Additionally, because dialectical behavior therapy (DBT) is a strength-based treatment that addresses
maladaptive tendencies and negative thoughts (Chapman, 2006), I would suggest this as a modality for
treatment because of Tony’s struggles with self-worth and emotional deflection. As Chu and Tsui (2008)
describe in “The Nature of Practice Wisdom in Social Work Revisited”, strength-based assessment is integral
to efficacious treatment, because understanding a client from a holistic, positive perspective allows for more
individualized treatment, and would consider all aspects of a client’s life, ranging from his developmental
history to his systemic and environmental influence. Additionally, as supported in Graybeal’s article
“Strength-Based Social Work Assessment: Transforming the Dominant Paradigm”, focusing on a client’s
strengths is also important because of an emphasis on the individual’s goals and skills (Graybeal, 2001). This
approach would not only would increase intrinsic motivation towards improvement in therapy, but would also
work to instill self-esteem and a positive sense of self within a client presenting with various negative schemas
about themselves.
As Martin Drapeau and colleagues describe in “When the Goals of Therapists and Patients Clash”, goal
congruence is when both the therapist and the patient want similar outcomes from treatment, and it is very
common that the goals of the therapists and the goals of the patient will not align during initial assessment
(Drapeau et al., 2004). Given the discourse about my recommendations as a clinician and Tony’s hypothetical
goals for therapy, goal incongruence is a factor that would be considered and discussed before moving forward
with treatment. Additionally, because of the ethical integrity of the social work field, it is important to employ
a person-in-context holistic view throughout treatment while also employing evidence-based practices. As
Zayas writes in “Evidence
Based Practice in Social
Work”, it is ethical for clinicians to incorporate the unique human experiences of every client and account for
individual differences while still adhering to an empirically supported intervention that research has shown to
be effective (Zayas, 2010). Literature also suggest that a strong therapeutic relationship is significantly
beneficial to effective interventions (Greenberg, 2014), indicating that rapport-building and empathic support
is critical to working with clients towards positive change. Therefore, through the ethical basis of an evidencebased treatment, and with a nonjudgmentally empathic, strength-based approach in sessions, supporting Tony
in this hypothetical case study would not only meet the ethical expectations of clinical social work practice, but
would also focus on establishing the most genuine human connection between therapist and client.

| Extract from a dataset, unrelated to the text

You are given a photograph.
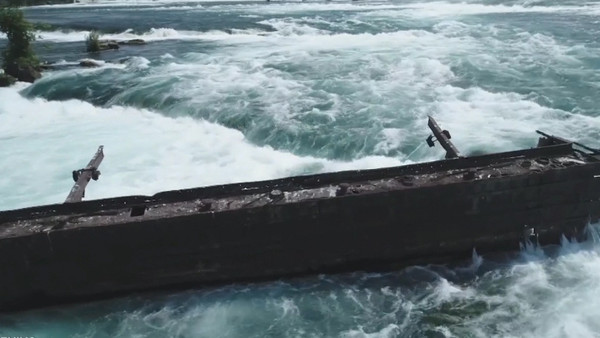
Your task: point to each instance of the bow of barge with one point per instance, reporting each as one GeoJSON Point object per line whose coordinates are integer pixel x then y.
{"type": "Point", "coordinates": [353, 220]}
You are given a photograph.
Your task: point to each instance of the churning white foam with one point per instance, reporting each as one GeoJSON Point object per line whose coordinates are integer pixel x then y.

In conclusion, as overviewed through this clinical case study of Tony Stark, it is evident that numerous factors
throughout one’s life can contribute towards the manifestations of negative cognitive schemas, maladaptive
coping strategies, and severe mental illness. Given that biological, psychological and social factors all clearly
play distinct roles towards Tony’s presenting problems, it is important for clinicians to employ holistic
perspectives when assessing and treating clients in the field of psychotherapy. Assessing clients through a
trauma-informed lens will also provide additional insight towards the origins of characteristics and tendencies.
This is another useful tool for clinicians to have experience and competency with.
Finally, though this case study analyzes a fictional character, Tony Stark’s experiences of anxiety, panic
attacks, and PTSD are relatable to that of many real individuals who suffer from similar symptoms. This
leading superhero in the Marvel Cinematic Universe is thus a representative example of humanity’s
adversities, and how individuals adapt to their environments on developmental, cognitive and social levels.
Tony’s identity as Iron Man also embodies an example of a superhuman with human experiences, showing to
fans and viewers nationwide that anyone can struggle with emotional and psychological challenges, and that
mental health is a critical component of overall wellbeing and healthy living for everyone.